Further information available here.

Frank Brandsma awarded the James Randall Leader prize!

One of our team members, Dr. Frank Brandsma, has been awarded the competitive and prestigious James Randall Leader prize by the International Arthurian Society’s North American Branch for 2019, ex aequo with Don Hoffman. The annual award recognizes the academic excellence of an author of the best article to appear on an Arthurian subject in the previous year.

The article, published in the journal Arthuriana 29.4 (2019), is titled “‘Al was hi sward, wat scaetde dat?’ Emotions and courtly cultural exchange in the Roman van Moriaen”. Brandsma points out that there is no word for ‘race’ in Middle Dutch and that ‘Dutch Arthurian research has not (yet) taken a postcolonial “turn”.’ He demonstrates that a noble black knight can be accepted by Middle Dutch courtly heroes, as well as by modern readers, and that this acceptance is enabled by emotional affect, which encourages the audience to sympathize with the protagonist, Moriaen.

It can be accessed online on Project MUSE: https://muse.jhu.edu/article/745569.

Emotions on the Radio

The PI for our project, Professor Sif Ríkharðsdóttir, was featured yesterday on Iceland’s National Public Radio! The series, called „Samtal“, explores the personal and social significance of emotions and airs on Rás 1 on Sunday mornings and again on the following Wednesday, but can be listened to any time. Sif’s talk focused on emotions in medieval literature and can be heard here.
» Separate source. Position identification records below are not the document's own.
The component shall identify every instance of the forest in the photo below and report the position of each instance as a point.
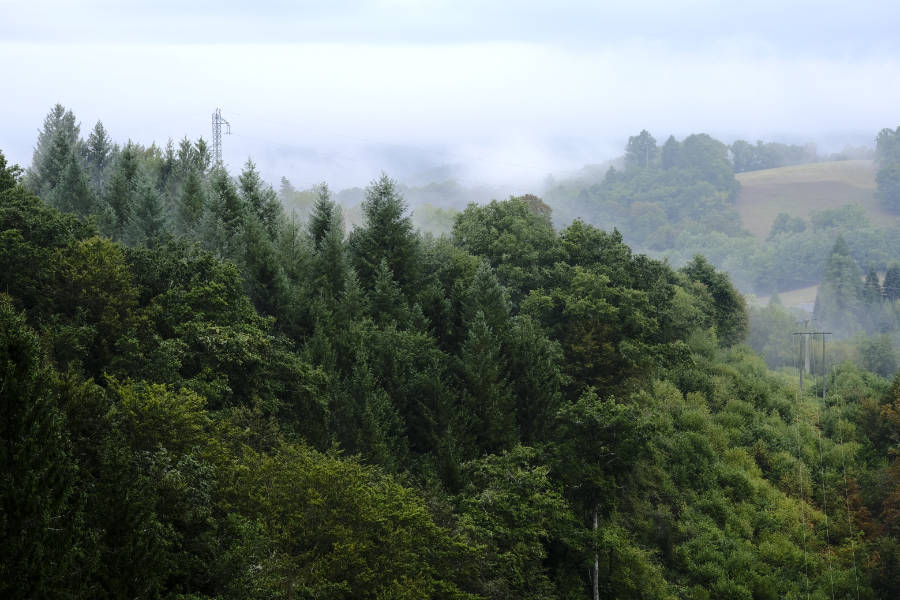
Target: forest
(208, 396)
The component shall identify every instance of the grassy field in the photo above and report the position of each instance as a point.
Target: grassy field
(801, 189)
(796, 297)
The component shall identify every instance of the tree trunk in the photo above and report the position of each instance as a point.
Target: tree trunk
(596, 573)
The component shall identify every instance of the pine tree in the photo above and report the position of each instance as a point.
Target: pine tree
(839, 302)
(148, 220)
(98, 153)
(37, 471)
(487, 296)
(387, 302)
(487, 415)
(56, 140)
(671, 153)
(9, 175)
(387, 235)
(892, 282)
(72, 194)
(872, 289)
(191, 203)
(121, 191)
(260, 198)
(326, 216)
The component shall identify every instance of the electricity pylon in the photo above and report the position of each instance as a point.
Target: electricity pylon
(218, 120)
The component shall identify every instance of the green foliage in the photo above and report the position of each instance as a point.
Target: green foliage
(512, 507)
(36, 487)
(337, 528)
(387, 235)
(9, 175)
(887, 153)
(839, 302)
(753, 157)
(728, 310)
(641, 151)
(531, 412)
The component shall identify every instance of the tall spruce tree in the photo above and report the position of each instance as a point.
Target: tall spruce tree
(386, 235)
(36, 486)
(121, 192)
(98, 152)
(56, 139)
(892, 282)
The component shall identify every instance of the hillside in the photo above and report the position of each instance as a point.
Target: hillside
(799, 190)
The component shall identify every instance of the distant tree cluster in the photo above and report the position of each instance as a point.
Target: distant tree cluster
(887, 156)
(769, 155)
(203, 397)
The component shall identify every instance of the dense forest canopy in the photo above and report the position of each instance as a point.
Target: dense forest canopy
(207, 397)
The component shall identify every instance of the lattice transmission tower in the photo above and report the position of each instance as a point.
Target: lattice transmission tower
(218, 121)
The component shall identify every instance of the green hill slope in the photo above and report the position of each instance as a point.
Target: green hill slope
(801, 189)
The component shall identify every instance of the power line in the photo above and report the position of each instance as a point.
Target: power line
(217, 121)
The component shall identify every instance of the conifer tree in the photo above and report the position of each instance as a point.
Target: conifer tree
(388, 235)
(57, 138)
(98, 153)
(487, 415)
(872, 288)
(36, 486)
(9, 175)
(147, 221)
(386, 300)
(839, 301)
(120, 193)
(72, 193)
(191, 203)
(892, 282)
(326, 216)
(260, 198)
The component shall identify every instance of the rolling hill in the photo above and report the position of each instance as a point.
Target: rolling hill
(801, 189)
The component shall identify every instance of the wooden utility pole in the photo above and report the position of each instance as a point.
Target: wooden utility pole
(805, 366)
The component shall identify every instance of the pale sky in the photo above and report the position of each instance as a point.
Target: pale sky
(504, 91)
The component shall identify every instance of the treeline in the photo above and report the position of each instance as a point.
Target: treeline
(677, 200)
(234, 404)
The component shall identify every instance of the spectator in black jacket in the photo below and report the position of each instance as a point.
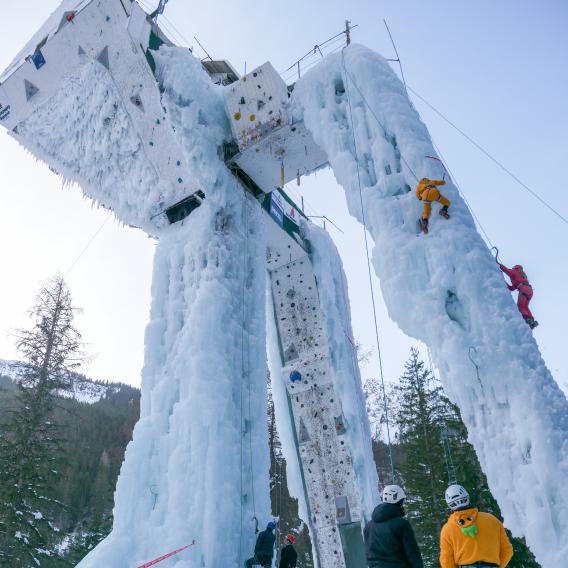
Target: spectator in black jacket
(389, 538)
(264, 548)
(288, 555)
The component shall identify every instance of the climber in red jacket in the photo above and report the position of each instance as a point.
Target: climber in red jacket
(520, 282)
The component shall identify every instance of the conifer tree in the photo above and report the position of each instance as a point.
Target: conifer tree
(418, 408)
(435, 453)
(30, 439)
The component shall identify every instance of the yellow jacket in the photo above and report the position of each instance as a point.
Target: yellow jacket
(470, 536)
(425, 184)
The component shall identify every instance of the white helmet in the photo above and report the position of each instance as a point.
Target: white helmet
(457, 497)
(393, 494)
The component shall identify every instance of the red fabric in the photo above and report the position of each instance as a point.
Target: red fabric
(525, 295)
(520, 282)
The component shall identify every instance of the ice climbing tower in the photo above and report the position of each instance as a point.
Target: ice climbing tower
(103, 97)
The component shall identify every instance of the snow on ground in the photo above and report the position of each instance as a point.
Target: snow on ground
(445, 290)
(197, 467)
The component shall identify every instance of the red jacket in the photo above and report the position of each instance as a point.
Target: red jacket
(517, 276)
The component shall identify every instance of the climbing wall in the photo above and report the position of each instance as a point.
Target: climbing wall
(325, 457)
(89, 79)
(445, 289)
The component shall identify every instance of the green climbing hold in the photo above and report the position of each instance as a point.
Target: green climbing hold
(470, 531)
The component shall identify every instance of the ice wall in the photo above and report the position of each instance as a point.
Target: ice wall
(197, 467)
(445, 289)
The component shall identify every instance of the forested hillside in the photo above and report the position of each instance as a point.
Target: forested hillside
(94, 437)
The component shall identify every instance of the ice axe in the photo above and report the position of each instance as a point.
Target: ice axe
(438, 159)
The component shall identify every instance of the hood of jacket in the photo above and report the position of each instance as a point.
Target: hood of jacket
(386, 511)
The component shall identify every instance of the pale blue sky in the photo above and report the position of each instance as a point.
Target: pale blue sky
(497, 69)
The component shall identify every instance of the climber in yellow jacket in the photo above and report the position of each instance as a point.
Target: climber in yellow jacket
(472, 538)
(427, 192)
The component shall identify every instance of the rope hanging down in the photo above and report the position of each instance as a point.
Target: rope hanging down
(166, 556)
(363, 220)
(494, 160)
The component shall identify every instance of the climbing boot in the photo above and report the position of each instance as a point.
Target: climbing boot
(444, 212)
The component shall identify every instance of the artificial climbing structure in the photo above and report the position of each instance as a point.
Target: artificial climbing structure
(147, 130)
(196, 156)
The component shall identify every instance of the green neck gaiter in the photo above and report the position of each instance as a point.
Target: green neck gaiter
(470, 531)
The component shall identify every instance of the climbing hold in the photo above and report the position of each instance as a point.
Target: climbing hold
(31, 89)
(103, 58)
(38, 59)
(295, 376)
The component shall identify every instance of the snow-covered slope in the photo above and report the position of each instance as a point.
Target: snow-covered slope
(197, 467)
(445, 289)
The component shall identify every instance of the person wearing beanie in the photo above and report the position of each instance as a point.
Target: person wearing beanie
(389, 538)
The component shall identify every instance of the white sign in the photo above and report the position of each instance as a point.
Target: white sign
(289, 211)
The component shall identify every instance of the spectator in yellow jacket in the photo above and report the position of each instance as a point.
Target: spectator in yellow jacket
(427, 192)
(472, 538)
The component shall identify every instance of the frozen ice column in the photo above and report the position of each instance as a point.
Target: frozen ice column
(197, 466)
(445, 289)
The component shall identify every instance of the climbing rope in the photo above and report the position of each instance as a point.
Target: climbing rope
(166, 556)
(363, 220)
(408, 165)
(89, 243)
(373, 114)
(493, 159)
(460, 190)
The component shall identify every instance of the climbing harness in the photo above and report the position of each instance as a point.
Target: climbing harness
(385, 404)
(166, 556)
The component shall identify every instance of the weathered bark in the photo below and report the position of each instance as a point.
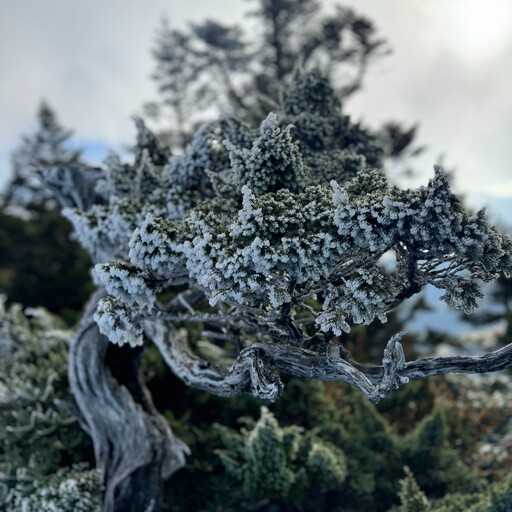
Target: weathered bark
(134, 446)
(256, 370)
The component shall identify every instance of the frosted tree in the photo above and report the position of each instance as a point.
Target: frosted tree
(48, 145)
(272, 240)
(211, 66)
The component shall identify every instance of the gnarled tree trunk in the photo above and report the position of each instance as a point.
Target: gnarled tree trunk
(134, 446)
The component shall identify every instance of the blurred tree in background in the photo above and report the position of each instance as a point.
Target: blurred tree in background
(48, 145)
(210, 63)
(211, 68)
(39, 263)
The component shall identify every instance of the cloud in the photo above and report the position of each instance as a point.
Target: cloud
(449, 71)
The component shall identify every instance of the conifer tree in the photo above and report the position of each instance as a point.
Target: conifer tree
(211, 64)
(48, 145)
(278, 265)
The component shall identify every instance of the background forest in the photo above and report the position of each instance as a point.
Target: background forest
(442, 444)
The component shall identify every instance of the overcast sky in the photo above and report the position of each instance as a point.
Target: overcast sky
(450, 71)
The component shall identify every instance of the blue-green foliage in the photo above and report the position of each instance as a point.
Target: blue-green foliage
(282, 463)
(496, 497)
(39, 430)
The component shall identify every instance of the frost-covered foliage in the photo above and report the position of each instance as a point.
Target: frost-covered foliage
(250, 218)
(77, 489)
(39, 430)
(276, 462)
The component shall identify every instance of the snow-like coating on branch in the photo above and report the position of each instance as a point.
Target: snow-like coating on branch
(250, 219)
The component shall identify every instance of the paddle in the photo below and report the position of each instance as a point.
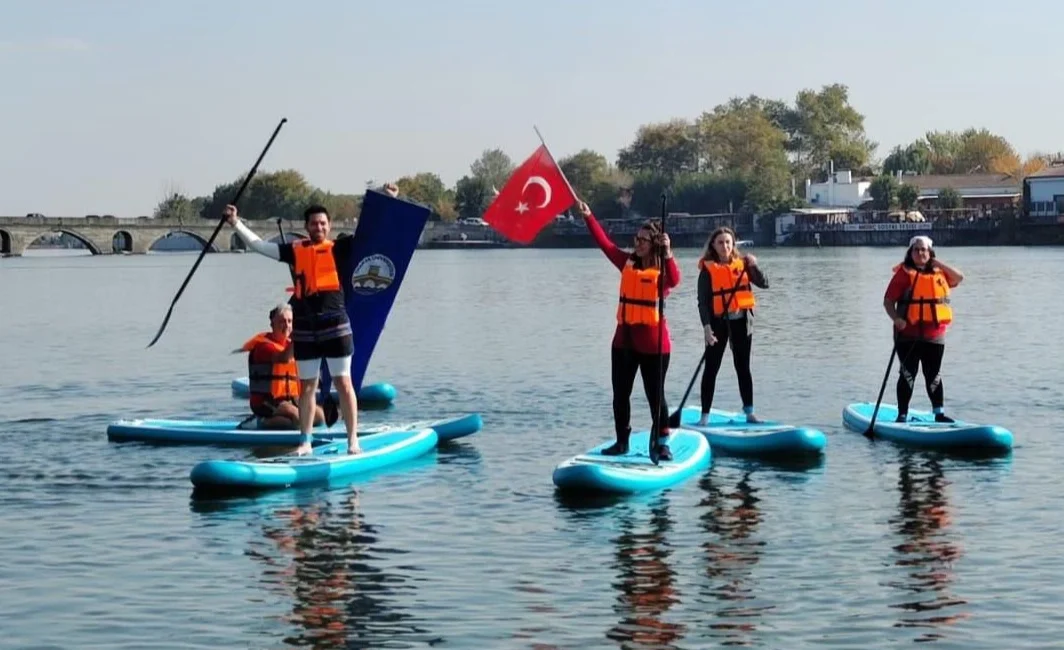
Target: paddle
(655, 430)
(674, 420)
(221, 221)
(894, 348)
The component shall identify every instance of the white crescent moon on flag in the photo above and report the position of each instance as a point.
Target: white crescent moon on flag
(538, 180)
PI awarded a Visiting Fellowship at St John’s College!

The PI has been awarded a Visiting Research Fellowship at St John’s College, University of Oxford for the spring term of 2020. She will be presenting some of the early results of the project at the Medieval English Research Seminar at the University of Oxford, working on some of the research components of the project as well as collaborating with Carolyne Larrington on the final preparations of the upcoming workshop.